I'll post pictures when I have them.

Wednesday, September 13, 2006

An introduction

Ever wonder what would happen if you took a rural Nova Scotian boy with a flair for the vernacular, put him under glass in South Korea and watched the culture shock play out like a moth shaking hands with a Mack truck?


Well keep reading, and I promise you won’t get bored.

By way of introduction, my name is Sam. I graduated last year from the University of King’s College (in Halifax, Nova Scotia, Canada) with a degree in journalism and contemporary studies. I putzed around in Halifax for a year. I wrote some magazine articles, I wrote a radio play.

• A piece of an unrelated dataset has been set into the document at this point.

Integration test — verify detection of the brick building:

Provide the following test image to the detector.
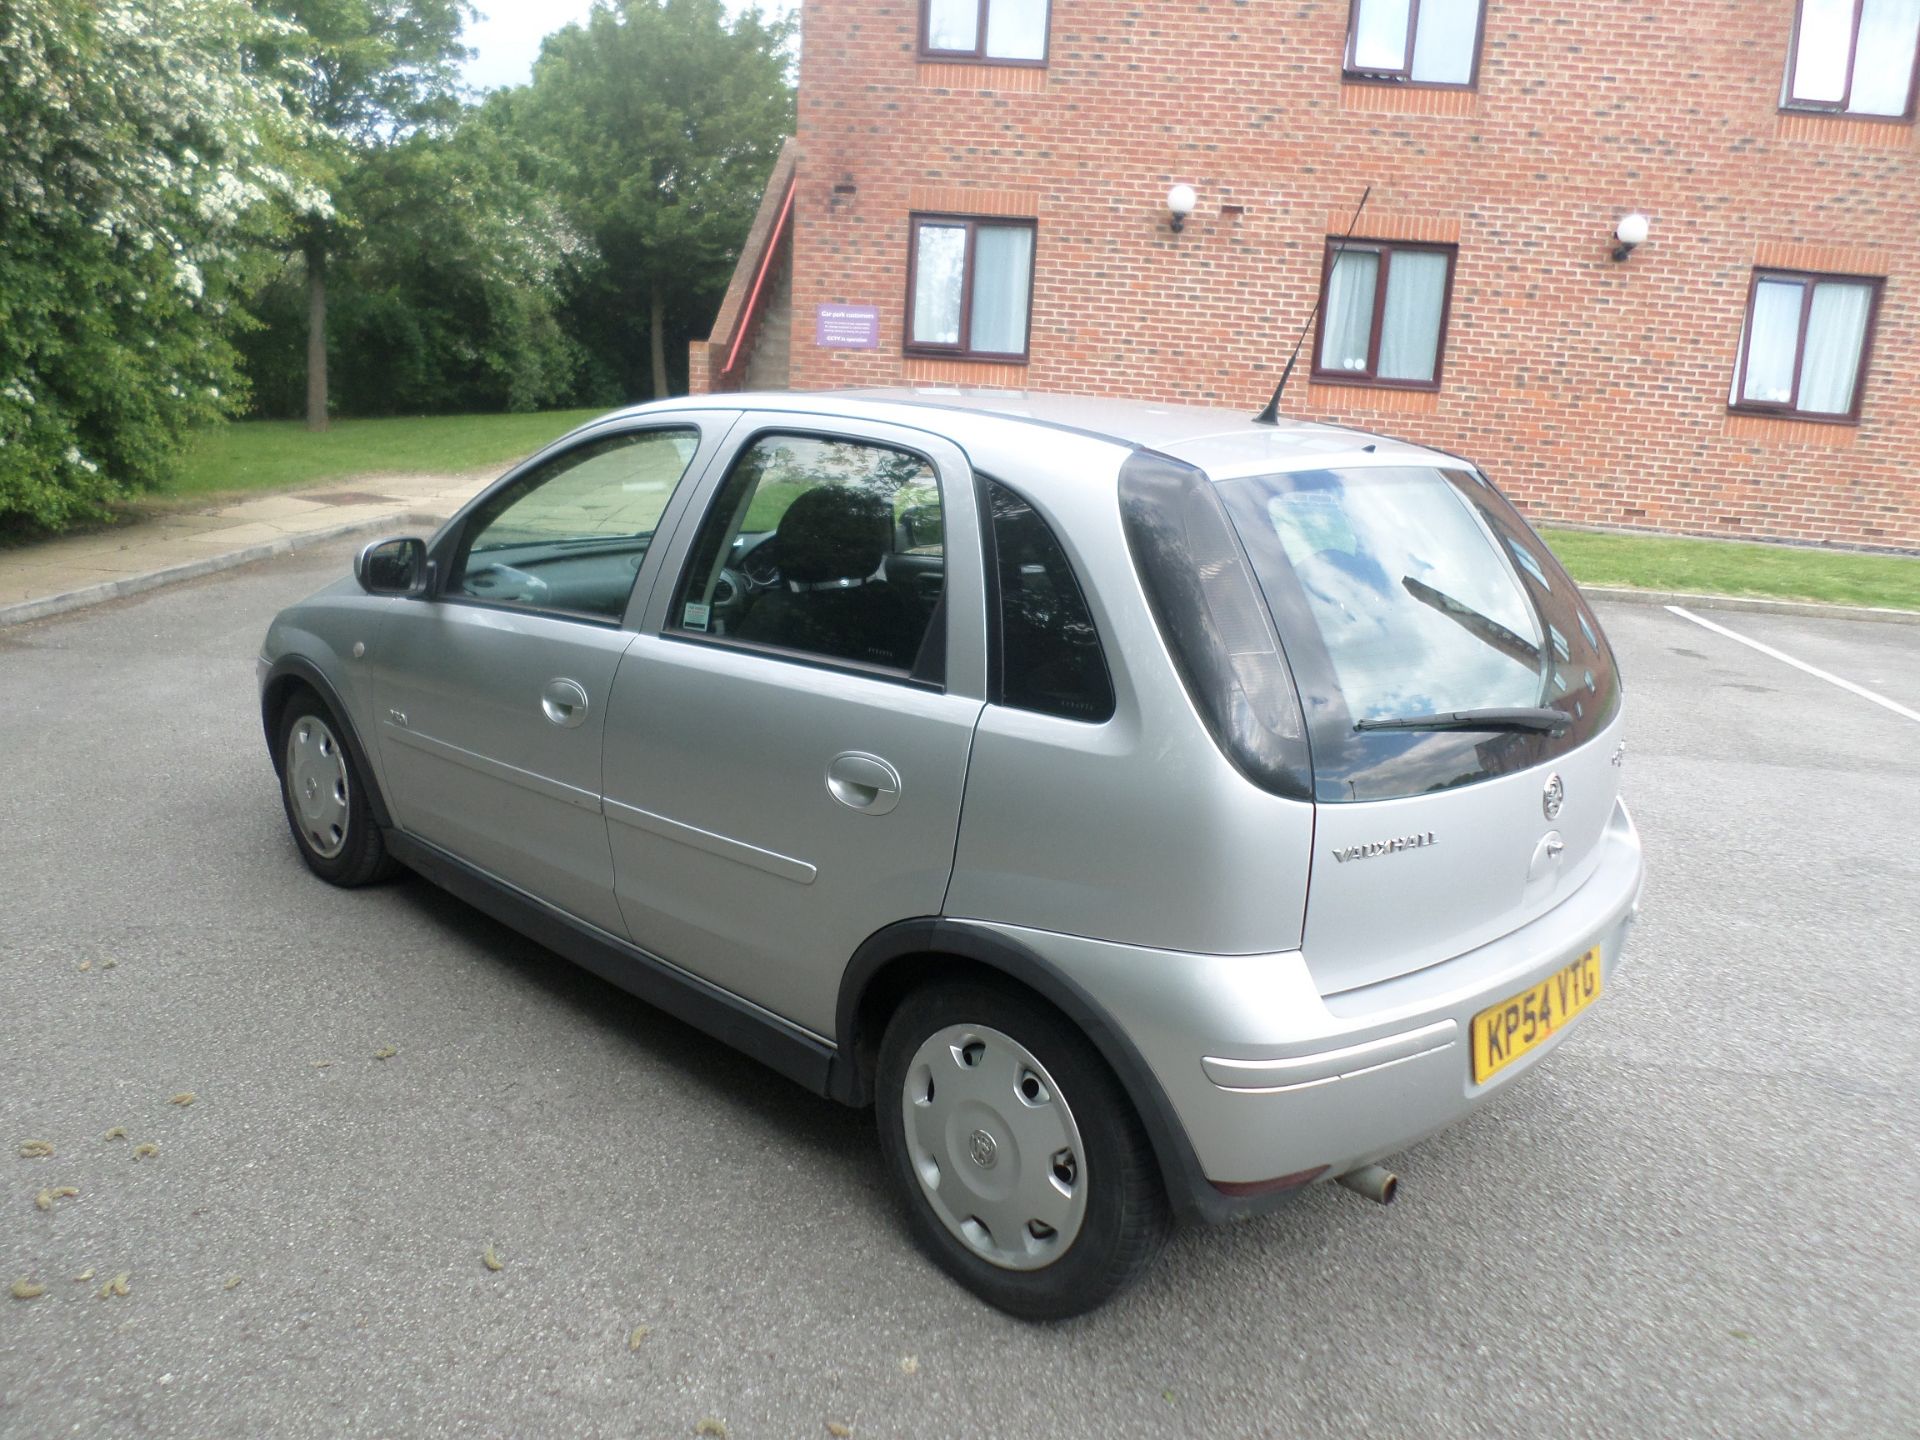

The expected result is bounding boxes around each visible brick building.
[692,0,1920,549]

Now I’m hopping on a plane and flying roughly 100x the distance from my hometown to my alma matter, to teach English to elementary kids in Siheung City, South Korea.

It’s a bit of a departure, but not one that’s never been done before, nor one that won’t be done again by a huge chunk of my generation. What I offer to you here is the observations of a young journalist’s first time in a strange land— an informal foreign correspondence, but also a candid way to acquire your eyeballs to read and share in the “Holy crap, did you just see what I saw?” moments that I’m sure to experience tripping through the Korean streets. I’ll try to be as timely, visual, and fun as possible.

Enjoy the ant-farm of me. I fly on Friday.